Realtà questa che – ad avviso del difensore – si è tradotta nell’adozione di due pronunce di segno "contraddittorio" in riferimento alla medesima operazione economica analizzata, in tempi diversi, dal Tribunale adito, il quale non ha tenuto conto che la compravendita che ha visto acquirenti di un appartamento ciascuno i fratelli B., da un lato, e le sorelle A. e T., quali venditori, dall’altro va collocato nel quadro di "una regolamentazione anticipata dei rapporti di successione ereditaria":

ragionevolmente un negozio simulato, ma non certo una illecita accumulazione.

2.) le conclusioni del Procuratore generale e le ragioni della decisione della Corte di legittimità.

Il Procuratore generale osserva nelle sue conclusioni che la Corte d’Appello ha accolto in parte l’appello del B., mantenendo però ferma la confisca dell’immobile in questione, ritenendo che il ricorrente, cui è applicata una misura di prevenzione, non disponesse di redditi sufficienti per l’acquisto.

Il ricorso – rileva sempre il Procuratore generale- si incentra su due punti.

In primo luogo si afferma che la decisione è in contrasto con quella adottata nei caso analogo, concernente il fratello B.M..

L’immobile del ricorrente, infatti, fu oggetto di un negozio in tutto simile a quello contestualmente effettuato dal fratello e riguardante altra parte del medesimo fabbricato.

Mentre per B.M. si è riconosciuta la simulazione dell’atto e la sua riconducibilità a una divisione tra congiunti dei beni dei genitori ante mortem, ciò è stato escluso per B. F.A..

In secondo luogo, la Corte avrebbe erroneamente ritenuto che i redditi del prevenuto fossero insufficienti per l’acquisto, se non simulato, visto che la documentazione relativa a un risarcimento danni, in favore della madre,era successivo alla data dell’acquisto dell’immobile. Non considerava però la Corte – ad avviso della difesa – che il fabbricato era ancora incompleto al momento del negozio di compravendita e che la documentazione prodotta concerneva il completamento dello stesso, avvenuto in epoca successiva.
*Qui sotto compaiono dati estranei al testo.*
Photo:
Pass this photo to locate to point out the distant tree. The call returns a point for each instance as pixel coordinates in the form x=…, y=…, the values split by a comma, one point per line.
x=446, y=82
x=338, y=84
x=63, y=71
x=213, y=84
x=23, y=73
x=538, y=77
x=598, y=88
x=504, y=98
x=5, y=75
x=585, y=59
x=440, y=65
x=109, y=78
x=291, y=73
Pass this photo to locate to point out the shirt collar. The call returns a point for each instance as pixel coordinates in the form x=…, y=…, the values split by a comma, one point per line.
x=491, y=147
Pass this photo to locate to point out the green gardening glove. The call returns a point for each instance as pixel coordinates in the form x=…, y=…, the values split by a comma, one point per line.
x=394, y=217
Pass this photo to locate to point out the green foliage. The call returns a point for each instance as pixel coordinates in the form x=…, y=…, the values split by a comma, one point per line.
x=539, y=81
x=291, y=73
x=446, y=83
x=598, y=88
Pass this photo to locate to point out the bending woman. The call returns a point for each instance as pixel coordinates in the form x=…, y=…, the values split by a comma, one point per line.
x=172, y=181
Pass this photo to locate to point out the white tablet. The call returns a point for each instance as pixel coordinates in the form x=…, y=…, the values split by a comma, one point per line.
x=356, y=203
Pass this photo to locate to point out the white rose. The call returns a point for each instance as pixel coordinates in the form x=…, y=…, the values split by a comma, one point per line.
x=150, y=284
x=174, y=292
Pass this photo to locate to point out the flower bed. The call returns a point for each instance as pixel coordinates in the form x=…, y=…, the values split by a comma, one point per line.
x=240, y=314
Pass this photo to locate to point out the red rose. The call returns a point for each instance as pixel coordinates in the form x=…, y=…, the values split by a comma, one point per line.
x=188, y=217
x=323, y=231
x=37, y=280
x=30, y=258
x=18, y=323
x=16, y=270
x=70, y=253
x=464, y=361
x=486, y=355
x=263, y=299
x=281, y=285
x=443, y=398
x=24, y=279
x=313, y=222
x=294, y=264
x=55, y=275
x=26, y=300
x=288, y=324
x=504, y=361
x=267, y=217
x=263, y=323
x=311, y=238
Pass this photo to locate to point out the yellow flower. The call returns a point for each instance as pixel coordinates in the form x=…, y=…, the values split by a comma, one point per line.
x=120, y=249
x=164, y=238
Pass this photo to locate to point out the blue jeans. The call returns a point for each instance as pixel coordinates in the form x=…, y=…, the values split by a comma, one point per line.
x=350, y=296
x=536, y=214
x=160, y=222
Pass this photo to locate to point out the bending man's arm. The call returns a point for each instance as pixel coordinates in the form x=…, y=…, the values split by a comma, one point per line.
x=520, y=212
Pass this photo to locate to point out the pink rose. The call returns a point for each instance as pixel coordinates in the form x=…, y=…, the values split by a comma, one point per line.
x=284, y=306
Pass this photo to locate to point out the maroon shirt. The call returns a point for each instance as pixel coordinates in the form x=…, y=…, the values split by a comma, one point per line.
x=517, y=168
Su tali premesse la parte pubblica ha escluso che vi sia contrasto tra le due citate decisioni.

Si annota infatti, come risulta dal testo stesso del ricorso, che nella specie non fu affermato il carattere simulato del negozio, ma si è semplicemente accertato che i redditi del B.M., per il quale vi è stata la diversa favorevole decisione, erano idonei e adeguati per sostenere l’impegno dell’acquisto.

Tale favorevole valutazione ha quindi riguardato persona diversa da quello per il quale oggi si procede.
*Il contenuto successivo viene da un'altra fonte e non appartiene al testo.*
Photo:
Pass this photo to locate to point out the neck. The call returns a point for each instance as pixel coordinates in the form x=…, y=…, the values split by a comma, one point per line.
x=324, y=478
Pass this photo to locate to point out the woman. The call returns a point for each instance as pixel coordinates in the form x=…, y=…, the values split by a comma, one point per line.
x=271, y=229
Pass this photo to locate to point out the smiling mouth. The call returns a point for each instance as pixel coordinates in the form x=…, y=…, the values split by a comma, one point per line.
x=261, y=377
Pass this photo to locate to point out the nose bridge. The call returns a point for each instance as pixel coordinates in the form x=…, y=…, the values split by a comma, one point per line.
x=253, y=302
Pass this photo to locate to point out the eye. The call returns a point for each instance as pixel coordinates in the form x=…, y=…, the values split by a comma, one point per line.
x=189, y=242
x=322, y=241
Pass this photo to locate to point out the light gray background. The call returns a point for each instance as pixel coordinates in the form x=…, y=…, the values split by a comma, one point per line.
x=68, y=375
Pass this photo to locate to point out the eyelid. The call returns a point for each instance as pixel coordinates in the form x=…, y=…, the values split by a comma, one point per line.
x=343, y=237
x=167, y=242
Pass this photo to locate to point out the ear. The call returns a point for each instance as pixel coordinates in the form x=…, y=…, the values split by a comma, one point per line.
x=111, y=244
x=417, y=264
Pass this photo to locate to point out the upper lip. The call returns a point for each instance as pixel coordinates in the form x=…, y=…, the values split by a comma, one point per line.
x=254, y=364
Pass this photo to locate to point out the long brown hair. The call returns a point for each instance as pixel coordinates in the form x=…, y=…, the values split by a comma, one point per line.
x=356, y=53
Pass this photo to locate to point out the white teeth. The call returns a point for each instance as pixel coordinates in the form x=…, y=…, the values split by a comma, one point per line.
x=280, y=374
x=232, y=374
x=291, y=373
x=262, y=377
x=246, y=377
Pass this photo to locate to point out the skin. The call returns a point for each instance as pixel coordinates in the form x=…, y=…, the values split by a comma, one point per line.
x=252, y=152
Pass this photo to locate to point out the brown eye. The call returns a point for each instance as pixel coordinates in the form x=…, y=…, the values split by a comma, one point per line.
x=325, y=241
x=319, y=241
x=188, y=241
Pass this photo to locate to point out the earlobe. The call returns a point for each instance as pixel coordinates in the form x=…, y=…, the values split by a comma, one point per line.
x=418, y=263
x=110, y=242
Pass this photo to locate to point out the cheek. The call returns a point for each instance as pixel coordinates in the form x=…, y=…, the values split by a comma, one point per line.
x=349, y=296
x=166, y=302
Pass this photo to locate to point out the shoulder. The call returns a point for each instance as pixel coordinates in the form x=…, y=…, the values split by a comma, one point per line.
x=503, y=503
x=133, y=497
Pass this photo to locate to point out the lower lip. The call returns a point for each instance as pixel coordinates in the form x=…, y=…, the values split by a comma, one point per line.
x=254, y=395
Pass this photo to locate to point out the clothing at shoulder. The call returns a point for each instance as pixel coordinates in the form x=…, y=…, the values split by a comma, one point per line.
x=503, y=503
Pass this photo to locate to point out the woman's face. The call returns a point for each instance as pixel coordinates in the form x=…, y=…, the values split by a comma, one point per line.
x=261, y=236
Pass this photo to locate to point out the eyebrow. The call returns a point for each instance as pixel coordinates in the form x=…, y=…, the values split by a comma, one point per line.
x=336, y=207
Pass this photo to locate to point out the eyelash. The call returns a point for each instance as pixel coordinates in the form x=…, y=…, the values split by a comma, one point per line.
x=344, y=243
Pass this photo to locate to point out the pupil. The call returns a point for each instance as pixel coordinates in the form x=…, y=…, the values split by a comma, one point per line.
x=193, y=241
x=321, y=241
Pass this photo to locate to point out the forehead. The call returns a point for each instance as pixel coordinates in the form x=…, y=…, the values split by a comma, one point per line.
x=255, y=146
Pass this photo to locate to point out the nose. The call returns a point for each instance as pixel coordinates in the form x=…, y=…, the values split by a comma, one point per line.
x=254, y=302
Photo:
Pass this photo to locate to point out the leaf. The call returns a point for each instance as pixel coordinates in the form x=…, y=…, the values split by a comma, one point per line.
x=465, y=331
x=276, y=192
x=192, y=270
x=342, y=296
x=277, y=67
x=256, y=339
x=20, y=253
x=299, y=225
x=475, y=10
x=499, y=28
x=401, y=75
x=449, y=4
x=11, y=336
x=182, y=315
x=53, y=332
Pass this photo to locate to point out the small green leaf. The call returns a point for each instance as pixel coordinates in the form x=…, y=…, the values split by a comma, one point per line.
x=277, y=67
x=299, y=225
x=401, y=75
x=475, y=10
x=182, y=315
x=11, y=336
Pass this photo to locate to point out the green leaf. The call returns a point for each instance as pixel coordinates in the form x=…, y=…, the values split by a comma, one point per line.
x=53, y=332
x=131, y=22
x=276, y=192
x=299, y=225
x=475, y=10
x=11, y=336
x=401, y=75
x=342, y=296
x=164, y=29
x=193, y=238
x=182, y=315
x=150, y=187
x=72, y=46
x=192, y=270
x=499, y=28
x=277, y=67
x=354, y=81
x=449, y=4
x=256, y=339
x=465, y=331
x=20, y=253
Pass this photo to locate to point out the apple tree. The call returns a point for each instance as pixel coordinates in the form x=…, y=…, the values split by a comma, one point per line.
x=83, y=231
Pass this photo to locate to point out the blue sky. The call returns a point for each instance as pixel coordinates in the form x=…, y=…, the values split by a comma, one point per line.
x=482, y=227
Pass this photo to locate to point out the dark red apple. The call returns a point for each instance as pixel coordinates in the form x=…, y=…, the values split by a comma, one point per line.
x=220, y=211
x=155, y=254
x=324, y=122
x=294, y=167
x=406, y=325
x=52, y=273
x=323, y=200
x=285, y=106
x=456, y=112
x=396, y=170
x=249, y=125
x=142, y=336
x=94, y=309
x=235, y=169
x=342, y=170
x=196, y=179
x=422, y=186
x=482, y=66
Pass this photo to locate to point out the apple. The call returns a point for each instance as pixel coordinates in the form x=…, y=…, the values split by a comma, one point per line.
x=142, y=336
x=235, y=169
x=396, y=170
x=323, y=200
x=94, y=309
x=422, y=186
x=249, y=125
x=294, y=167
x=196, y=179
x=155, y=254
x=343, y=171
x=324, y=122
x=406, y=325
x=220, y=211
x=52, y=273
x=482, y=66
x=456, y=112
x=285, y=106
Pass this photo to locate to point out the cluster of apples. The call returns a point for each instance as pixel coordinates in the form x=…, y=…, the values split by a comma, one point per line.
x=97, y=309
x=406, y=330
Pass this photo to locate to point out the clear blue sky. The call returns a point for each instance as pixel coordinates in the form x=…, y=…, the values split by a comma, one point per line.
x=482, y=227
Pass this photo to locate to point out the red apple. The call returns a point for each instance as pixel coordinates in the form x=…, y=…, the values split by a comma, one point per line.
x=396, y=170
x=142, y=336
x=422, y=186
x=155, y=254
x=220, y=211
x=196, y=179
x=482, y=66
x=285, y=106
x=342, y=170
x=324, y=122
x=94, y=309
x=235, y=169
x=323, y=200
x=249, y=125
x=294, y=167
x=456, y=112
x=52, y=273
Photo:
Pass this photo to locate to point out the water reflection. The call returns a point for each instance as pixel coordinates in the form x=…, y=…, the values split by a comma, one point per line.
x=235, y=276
Per il resto, conclude il Procuratore generale, si verte nel campo della correttezza e fondatezza della motivazione, insindacabile in questa sede, una volta escluso che essa possa venire considerata come apparente o assente su di un punto specifico della decisione.

Ritiene la Corte che l’argomentare del Procuratore generale ricostruisca in modo adeguato la situazione oggetto di impugnazione, con la conseguenza che le sue conclusioni non possono che diventare quelle della Corte di legittimità, considerato che nessun errore o difforme risposta giudiziaria è rilevabile nelle due pronunce che hanno riguardato i fratelli B. con due diverse sottese situazioni personali.
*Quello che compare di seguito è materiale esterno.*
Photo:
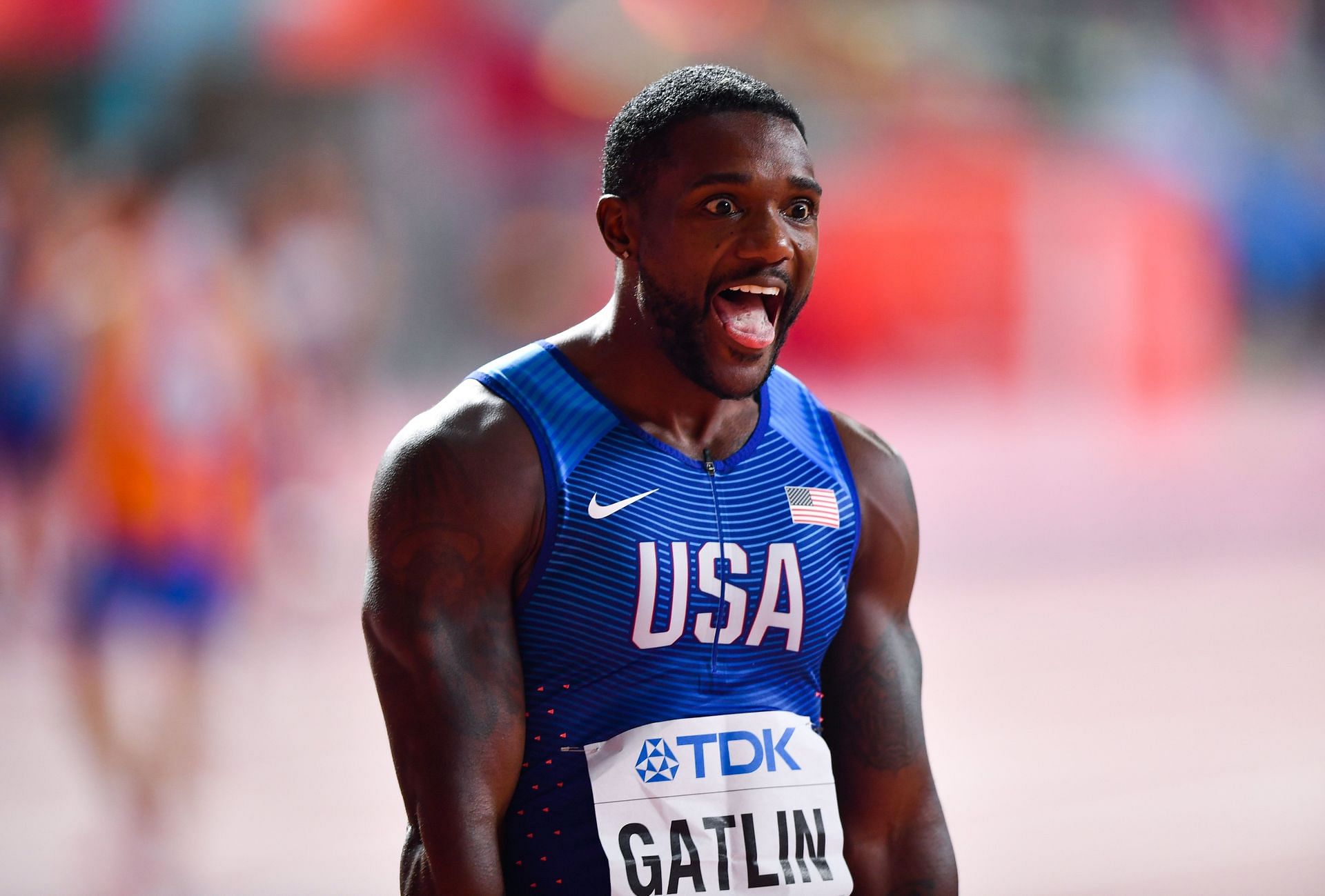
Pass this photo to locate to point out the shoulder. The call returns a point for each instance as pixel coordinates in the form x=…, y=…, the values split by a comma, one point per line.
x=880, y=472
x=890, y=528
x=467, y=462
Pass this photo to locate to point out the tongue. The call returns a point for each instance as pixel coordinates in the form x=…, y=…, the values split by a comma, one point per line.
x=745, y=318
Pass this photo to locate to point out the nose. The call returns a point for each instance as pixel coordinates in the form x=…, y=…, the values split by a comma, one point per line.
x=765, y=237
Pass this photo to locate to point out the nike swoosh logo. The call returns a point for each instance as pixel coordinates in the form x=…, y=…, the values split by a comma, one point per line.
x=599, y=511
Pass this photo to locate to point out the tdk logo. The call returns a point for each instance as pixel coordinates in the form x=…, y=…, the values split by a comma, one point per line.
x=658, y=761
x=737, y=752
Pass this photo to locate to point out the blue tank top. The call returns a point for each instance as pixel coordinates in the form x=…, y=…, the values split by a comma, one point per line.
x=664, y=588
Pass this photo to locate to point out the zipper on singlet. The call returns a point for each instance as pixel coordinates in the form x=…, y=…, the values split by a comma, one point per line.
x=720, y=616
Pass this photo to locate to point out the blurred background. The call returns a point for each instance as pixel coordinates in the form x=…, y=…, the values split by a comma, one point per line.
x=1072, y=268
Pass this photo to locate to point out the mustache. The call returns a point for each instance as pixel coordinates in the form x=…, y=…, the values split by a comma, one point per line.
x=776, y=273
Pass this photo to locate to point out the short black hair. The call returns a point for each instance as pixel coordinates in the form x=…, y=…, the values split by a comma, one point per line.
x=636, y=139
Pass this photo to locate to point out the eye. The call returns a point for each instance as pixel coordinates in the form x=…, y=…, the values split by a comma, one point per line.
x=801, y=211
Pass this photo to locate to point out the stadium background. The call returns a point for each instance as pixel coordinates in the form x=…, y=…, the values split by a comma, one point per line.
x=1072, y=269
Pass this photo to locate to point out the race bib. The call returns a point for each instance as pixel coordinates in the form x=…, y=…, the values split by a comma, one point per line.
x=741, y=804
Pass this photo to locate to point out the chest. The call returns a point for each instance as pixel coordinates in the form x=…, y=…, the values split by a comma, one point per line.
x=654, y=555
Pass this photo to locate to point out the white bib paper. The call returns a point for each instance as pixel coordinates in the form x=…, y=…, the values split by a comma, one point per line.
x=741, y=804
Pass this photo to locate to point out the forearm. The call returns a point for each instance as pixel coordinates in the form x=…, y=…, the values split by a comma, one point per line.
x=914, y=859
x=446, y=867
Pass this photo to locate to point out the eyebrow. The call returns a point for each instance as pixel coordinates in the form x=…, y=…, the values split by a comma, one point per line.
x=799, y=181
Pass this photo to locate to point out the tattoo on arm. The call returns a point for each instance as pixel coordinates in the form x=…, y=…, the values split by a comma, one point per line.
x=875, y=704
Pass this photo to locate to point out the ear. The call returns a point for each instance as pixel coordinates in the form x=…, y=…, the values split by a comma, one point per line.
x=615, y=226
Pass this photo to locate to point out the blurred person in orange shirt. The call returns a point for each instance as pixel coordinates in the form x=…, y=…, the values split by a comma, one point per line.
x=166, y=484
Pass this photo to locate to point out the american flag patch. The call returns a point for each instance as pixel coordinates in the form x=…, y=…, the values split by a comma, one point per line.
x=814, y=506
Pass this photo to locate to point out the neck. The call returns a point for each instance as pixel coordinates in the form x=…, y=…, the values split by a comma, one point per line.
x=618, y=352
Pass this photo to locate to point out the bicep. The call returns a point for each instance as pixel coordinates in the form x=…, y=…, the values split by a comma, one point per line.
x=448, y=532
x=872, y=720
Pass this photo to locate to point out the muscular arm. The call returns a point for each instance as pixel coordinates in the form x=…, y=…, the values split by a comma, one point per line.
x=455, y=521
x=896, y=837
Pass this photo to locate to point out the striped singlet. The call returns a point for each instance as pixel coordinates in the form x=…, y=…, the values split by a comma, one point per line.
x=665, y=588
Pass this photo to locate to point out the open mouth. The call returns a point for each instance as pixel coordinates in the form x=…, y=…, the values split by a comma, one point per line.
x=749, y=312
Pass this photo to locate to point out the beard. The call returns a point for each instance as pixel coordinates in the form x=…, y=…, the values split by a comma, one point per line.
x=681, y=337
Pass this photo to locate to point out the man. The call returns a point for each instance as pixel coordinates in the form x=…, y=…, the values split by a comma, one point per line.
x=611, y=572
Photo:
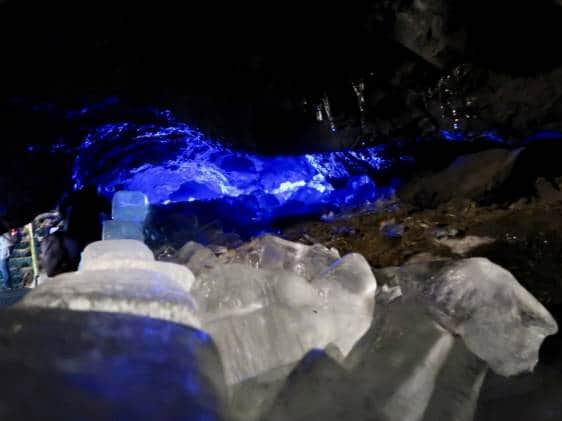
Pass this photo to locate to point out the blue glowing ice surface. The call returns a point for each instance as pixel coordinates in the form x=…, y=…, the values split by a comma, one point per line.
x=174, y=163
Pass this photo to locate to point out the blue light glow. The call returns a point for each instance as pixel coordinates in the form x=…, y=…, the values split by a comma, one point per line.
x=174, y=163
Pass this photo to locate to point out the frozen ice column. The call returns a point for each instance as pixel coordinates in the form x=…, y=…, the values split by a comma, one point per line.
x=129, y=210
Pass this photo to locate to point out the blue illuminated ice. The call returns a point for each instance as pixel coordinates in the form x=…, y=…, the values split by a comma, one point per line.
x=174, y=163
x=129, y=211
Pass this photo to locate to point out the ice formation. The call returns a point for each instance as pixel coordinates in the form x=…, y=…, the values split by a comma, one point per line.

In proposito va richiamata la lineare e ragionevole argomentazione del decreto il quale, dopo aver premesso che la natura simulata di un negozio, può essere ritenuta sussistente, conferma che nella specie si trattava di un atto a titolo oneroso e non risulta che nell’anno 1997 o negli anni precedenti, B.F.A. avesse prodotto un reddito lecito che avesse consentito una tesaurizzazione di somme ed un reimpiego nell’acquisto del cespite, per il valore di L. 7.000.000.

Anzi ed al contrario, il B. nel ventennio considerato dagli investigatori, risultava aver presentato una unica dichiarazione dei redditi, attestando per l’anno fiscale 2000, un imponibile di L. 24.561.000, corrispondenti ad Euro 12.685.

La moglie, P.S., nel medesimo periodo, aveva presentato solo due dichiarazioni relative agli anni 1999 e 2000, per un reddito complessivo di L. 14.838.00, pari ad Euro 7.663,00.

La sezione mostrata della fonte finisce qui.